POJ 3624- Charm Bracelet（01背包 滚动数组）

Charm Bracelet

Time Limit: 1000MS Memory Limit: 65536K

Total Submissions: 36395 Accepted: 15944

Description

Bessie has gone to the mall’s jewelry store and spies a charm bracelet. Of course, she’d like to fill it with the best charms possible from the N (1 ≤ N ≤ 3,402) available charms. Each charm i in the supplied list has a weight Wi (1 ≤ Wi ≤ 400), a ‘desirability’ factor Di (1 ≤ Di ≤ 100), and can be used at most once.
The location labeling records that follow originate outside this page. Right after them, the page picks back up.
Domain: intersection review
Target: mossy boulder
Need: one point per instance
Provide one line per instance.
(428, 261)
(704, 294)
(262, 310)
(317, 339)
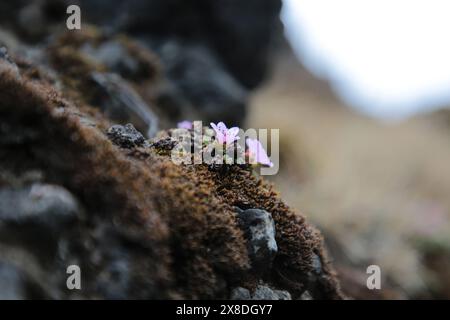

Bessie can only support a charm bracelet whose weight is no more than M (1 ≤ M ≤ 12,880).

Given that weight limit as a constraint and a list of the charms with their weights and desirability rating, deduce the maximum possible sum of ratings.

Input

Line 1: Two space-separated integers: N and M

Lines 2..N+1: Line i+1 describes charm i with two space-separated integers: Wi and Di

Output

Line 1: A single integer that is the greatest sum of charm desirabilities that can be achieved given the weight constraints

Sample Input

4 6

1 4

2 6

3 12

2 7

Sample Output

23

分析

01背包基础题

#include<iostream>
#include<string.h>
#include<algorithm>
#include<cstdio>
using namespace std;
const int maxv=112880+5;
const int maxn=3500;
int dp[maxv];
int c[maxn];
int w[maxn];
int main(){
int  n,V;
scanf("%d%d",&n,&V);
memset(dp,0,sizeof(dp));

for(int i=1;i<=n;i++)
scanf("%d%d",&c[i],&w[i]);

for(int i=1;i<=n;i++)
for(int j=V;j>=c[i];j--)
dp[j]=max(dp[j],dp[j-c[i]]+w[i]);

printf("%d\n",dp[V]);
return 0;
}